The International Criminal Court (ICC) must broaden its probe of the violence that ripped Côte d’Ivoire apart in 2010 and 2011 to include violations committed by loyalists of President Alassane Ouattara, says Human Rights Watch.
Since 2011 the Hague-based court’s chief prosecutor, Fatou Bensouda, has been probing a conflict that erupted after former president Laurent Gbagbo refused to concede defeat to Ouattara in a vote the year before.
However, only Gbagbo and figures loyal to him have been charged so far for crimes committed in post-election violence that left at least 3,000 dead.

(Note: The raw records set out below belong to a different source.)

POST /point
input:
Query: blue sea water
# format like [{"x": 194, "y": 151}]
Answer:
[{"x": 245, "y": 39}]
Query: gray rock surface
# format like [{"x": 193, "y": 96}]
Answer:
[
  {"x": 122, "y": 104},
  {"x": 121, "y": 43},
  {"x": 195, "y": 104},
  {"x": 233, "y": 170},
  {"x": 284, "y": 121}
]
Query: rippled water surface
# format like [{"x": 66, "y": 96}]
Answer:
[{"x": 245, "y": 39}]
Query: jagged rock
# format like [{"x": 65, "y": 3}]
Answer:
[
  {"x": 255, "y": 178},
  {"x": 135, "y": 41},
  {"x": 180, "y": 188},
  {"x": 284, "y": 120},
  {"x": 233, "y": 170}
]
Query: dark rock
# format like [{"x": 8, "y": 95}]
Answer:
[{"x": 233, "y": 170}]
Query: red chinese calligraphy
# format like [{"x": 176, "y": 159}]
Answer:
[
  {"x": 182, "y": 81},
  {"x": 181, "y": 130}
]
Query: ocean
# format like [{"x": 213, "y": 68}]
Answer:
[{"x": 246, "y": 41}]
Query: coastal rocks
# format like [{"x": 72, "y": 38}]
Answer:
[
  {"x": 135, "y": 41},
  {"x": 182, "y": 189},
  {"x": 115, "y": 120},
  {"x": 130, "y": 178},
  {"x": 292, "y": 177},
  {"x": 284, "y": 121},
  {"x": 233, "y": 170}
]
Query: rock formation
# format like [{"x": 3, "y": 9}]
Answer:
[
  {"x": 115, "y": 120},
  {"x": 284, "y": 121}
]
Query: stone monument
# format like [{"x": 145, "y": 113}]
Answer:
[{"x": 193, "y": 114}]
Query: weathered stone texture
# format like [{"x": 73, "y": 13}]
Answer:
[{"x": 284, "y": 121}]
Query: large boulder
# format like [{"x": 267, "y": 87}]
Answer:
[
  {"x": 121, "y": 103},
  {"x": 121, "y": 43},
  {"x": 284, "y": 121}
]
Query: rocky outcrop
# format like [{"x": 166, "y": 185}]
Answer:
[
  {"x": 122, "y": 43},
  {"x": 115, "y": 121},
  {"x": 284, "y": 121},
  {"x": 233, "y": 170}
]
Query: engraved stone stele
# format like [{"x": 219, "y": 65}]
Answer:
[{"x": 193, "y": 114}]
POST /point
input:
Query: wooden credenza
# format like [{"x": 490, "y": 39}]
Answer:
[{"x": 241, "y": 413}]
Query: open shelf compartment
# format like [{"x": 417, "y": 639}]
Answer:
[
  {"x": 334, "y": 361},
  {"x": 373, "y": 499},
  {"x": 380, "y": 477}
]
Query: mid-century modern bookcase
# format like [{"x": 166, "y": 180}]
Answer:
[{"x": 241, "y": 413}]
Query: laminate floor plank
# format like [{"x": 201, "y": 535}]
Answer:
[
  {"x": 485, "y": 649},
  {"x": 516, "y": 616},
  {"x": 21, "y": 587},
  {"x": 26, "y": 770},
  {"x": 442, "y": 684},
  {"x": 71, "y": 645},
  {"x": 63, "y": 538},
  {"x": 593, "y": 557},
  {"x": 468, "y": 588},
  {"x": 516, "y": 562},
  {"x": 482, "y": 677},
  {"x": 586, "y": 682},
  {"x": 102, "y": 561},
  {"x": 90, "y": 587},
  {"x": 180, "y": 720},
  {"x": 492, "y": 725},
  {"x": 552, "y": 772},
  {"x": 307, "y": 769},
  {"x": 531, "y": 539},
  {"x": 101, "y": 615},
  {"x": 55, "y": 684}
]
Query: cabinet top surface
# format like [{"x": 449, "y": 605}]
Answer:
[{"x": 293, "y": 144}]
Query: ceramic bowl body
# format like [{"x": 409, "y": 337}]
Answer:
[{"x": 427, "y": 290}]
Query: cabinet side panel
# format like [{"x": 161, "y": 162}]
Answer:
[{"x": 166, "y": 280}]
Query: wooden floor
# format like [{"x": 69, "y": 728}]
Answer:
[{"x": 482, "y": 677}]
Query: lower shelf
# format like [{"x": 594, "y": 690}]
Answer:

Gbagbo, in custody in The Hague, is the first former head of state to be prosecuted by the world’s only permanent war crimes tribunal.
‘It’s absolutely urgent to get started’ with a probe of violence committed by Ouattara loyalists during the war, said Elizabeth M Evenson, senior counsel of Human Rights Watch’s international justice programme. ‘Additional ICC investigations are necessary, but the focus so far on pro-Gbagbo forces has deeply polarised opinion … about the ICC’ within Côte d’Ivoire, she said. The New York-based rights group warned that a failure to expand the scope of the investigations would leave many in Côte d’Ivoire feeling unjustly sidelined.
‘Many victims feel that the court has ignored their suffering,’ Evenson told Agence France Presse (AFP).
Bensouda, a Gambian lawyer, had previously pledged her office would investigate abuses by both sides but had been held back by limited resources, Human Rights Watch said.
Human Rights Watch also released a report, Making Justice Count, which urged the ICC to do more to involve communities affected by the violence in Côte d’Ivoire in its work. It criticised the ICC’s failure to deploy an outreach officer to communicate with affected communities until autumn last year.